Here, the investor is not only entitled to pre-determined returns but is also entitled to the distribution of the surplus proceeds based on his shareholding in the company on a fully diluted basis. This is also referred to as “Double-Dip”

A mathematical representation of the aforementioned concepts is stated below: 

FACTS: 

Startup- ABC Private Limited

Investor-XYZ Ventures, 

Investment amount: USD 5 million for 20 percent of equity in the Startup with predetermined liquidation preference of 1x of the Investment Amount. (this typically ranges from 1x to 1.5x depending on the deal size)

Liquidation Event Proceeds = USD 100 million

  1. As per  Non-participating Liquidation Preference,  XYZ Ventures will have the option to take the greater of USD 5 million or 20 percent of USD 100 million.  Here, XYZ Ventures will opt for the later and take away USD 20 million;
  2. As per the Participating Liquidation Preference, XYZ Ventures will have the right to take USD 5 million first and then partake 20% in the remaining USD 95 million as well. This totals the aggregate amount of return to XYZ Ventures to USD 24 million (USD 5 million + 20% of USD 95 million).

(iii)            Other important practises regarding Liquidation Preferences:

a.      Standard Seniority Liquidation Preference: This is a structure followed by most early-stage companies. Here, the liquidation preferences are honored in reverse order from the latest investment round to the earliest. Thus, the Series B investors would receive their liquidation preference amount before the Series A investors, who, in turn, would receive their liquidation preference amount before Series Seed investors, etc.

b.     Pari-Passu Seniority: This practise gives all preferred investors equal seniority status, meaning that all investors would share in at least some part of the proceeds. If the proceeds from a sale cannot cover every investors’ liquidation preference, the payouts are made in proportion to the amount of money invested (which does not necessarily correlate to ownership).

c.    Tiered Seniority: This can be thought of as a hybrid between standard and pari-passu seniority. With tiered seniority, investors from different funding rounds are grouped into distinct seniority levels that follow the standard seniority format. However, within each tier the payouts follow the pari-passu format.

What Founders need to understand:

To sum up, the two most important attributes of the Liquidation Preference terms are “preference” and “participation”. The preference controls the proceeds that are paid to the investor before they are required to share and the participation controls how any subsequent sharing happens.

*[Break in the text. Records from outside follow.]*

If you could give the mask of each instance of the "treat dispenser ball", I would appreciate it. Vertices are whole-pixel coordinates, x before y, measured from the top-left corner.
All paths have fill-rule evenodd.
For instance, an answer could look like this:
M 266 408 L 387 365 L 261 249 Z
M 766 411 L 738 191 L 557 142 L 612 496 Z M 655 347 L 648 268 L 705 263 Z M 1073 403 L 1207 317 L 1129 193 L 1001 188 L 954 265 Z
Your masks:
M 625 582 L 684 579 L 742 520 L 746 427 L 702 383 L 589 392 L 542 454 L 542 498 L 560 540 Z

The way a founder negotiates this clause from the first angel round itself is crucial in determining how the investors in future rounds will put forth their terms. It is imperative that the founder does not create a precedence that would lead to putting the common stock shareholders in a disadvantageous position in future funding rounds. Therefore, being well versed with these concepts and understanding its impact on their respective businesses is essential for every founder looking to pick up an investment from a seasoned investor.

Disclaimer:

This article has been prepared for general guidance and information as a guide to understanding the concept of liquidation preference from a founder’s perspective and does not constitute professional advice or a legal opinion and are the personal views of the author. The matters described herein are general in nature and have not been evaluated based on applicable laws. This article is based on information available in the public domain and has not been verified for its accuracy. You should not act upon the information contained in this note without obtaining specific professional advice. No representation or warranty (express or implied) is given as to the accuracy or completeness of the information contained in this note. Treelife Consulting and its employees accept no liability, and disclaim all responsibility, for the consequences of you or anyone else acting, or refraining to act, in reliance on the information contained in this publication or for any decision based on it. Without prior permission of the author / Treelife Consulting, this note may not be quoted in whole or in part or otherwise referred to any person or in any documents.